In order to be effective when speaking, your topic must meet these three criteria:

  • You earned the right to discuss through study or experience.
  • You are excited about the subject.
  • You are eager to share with others.

"The more you know about a good product, the more enthusiastic you become about it." p94

One of my favorite quotes: "I feel very much like the mosquito who found himself quite unexpectedly in a nudist colony - I don't know where to begin." p111

Chapter 4 - Earning the right to talk

1. Limit your subject.
2. Develop reserve power.
3. Fill your talk with illustrations and examples:

  • humanize your talk
  • personalize your talk using names
  • be specific and fill your talk with detail
  • dramatize your talk using dialogue
  • visualize by demonstrating what you are talking about

4. Use concrete words that are familiar to create pictures.

Chapter 5 - Vitalizing the talk

1. Choose subjects that you are earnest about.
2. Relive the feelings you have about the topic.
3. Act in earnest.

Chapter 7 - Making the short talk to get action

1. Give an example - an incident from your life.

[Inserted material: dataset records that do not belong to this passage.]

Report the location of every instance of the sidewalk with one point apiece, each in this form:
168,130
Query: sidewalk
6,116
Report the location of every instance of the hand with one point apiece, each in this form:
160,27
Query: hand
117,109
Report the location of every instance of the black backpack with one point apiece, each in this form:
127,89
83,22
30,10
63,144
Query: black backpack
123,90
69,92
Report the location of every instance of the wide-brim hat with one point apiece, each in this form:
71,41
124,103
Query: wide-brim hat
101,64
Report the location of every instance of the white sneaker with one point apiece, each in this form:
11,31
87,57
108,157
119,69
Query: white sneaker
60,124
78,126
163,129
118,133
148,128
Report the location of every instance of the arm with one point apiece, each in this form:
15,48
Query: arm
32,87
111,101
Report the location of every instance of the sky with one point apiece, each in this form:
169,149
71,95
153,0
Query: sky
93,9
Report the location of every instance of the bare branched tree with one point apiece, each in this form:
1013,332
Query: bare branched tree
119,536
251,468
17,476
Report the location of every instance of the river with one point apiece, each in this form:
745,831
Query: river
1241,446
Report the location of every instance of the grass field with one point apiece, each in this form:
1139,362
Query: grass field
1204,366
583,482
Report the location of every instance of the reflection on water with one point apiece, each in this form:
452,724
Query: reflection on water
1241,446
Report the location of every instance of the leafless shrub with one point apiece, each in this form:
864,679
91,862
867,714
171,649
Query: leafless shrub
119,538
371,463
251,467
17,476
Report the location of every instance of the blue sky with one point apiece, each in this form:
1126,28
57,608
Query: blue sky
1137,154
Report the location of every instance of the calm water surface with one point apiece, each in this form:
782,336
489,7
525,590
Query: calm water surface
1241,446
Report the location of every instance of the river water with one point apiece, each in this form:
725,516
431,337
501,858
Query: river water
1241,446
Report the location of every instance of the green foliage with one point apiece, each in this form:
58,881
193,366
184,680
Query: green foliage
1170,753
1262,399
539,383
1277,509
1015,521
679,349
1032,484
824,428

  • build your example on a single personal experience
  • start you talk with a detail of your example
  • fill your example with relevant detail
  • relive your experience as you relate it

2. State your point - what you want the audience to do.

  • make the point brief and specific
  • make the point easy for listeners to do
  • state the point with force and conviction

3. Give the reason or benefit the audience may expect.

  • be sure the reason is relevant to the example
  • be sure to stress only one reason


Chapter 8 - Making the talk to inform

1. Restrict your subject to fit your allotted time.
2. Arrange your ideas in sequence.
3. Number your points as you make them.
4. Compare the strange with the familiar.

  • turn a fact in to a picture
  • avoid technical terms

5. Use visual aids

  • keep the exhibit out of sight until ready to use
  • use exhibits large enough to be seen from the back
  • never pass an exhibit around while you are speaking
  • hold up the exhibit so it can be easily seen
  • demonstrate, if practical
  • don't stare at the exhibit - speak to the audience
  • when finished with the exhibit, remove it from sight
  • use the "mystery treatment" for dramatic effect


Chapter 9 - Making the talk to convince

1. Win confidence by deserving it.
2. Get a yes-yes response.
3. Speak with contagious enthusiasm.
4. Show respect and affection for your audience.
5. Begin in a friendly way.

Chapter 10 - Making impromptu talks

1. Practice impromptu speaking.
2. Be mentally ready to speak impromptu.
3. Get into an example immediately.
4. Speak with animation and force.
5. Use the principle of here and now.

If you found this information helpful, I encourage you to pick up a copy of The Quick and Easy Guide to Effective Speaking. It will transform how you present to others, both in one-to-one conversations and in groups.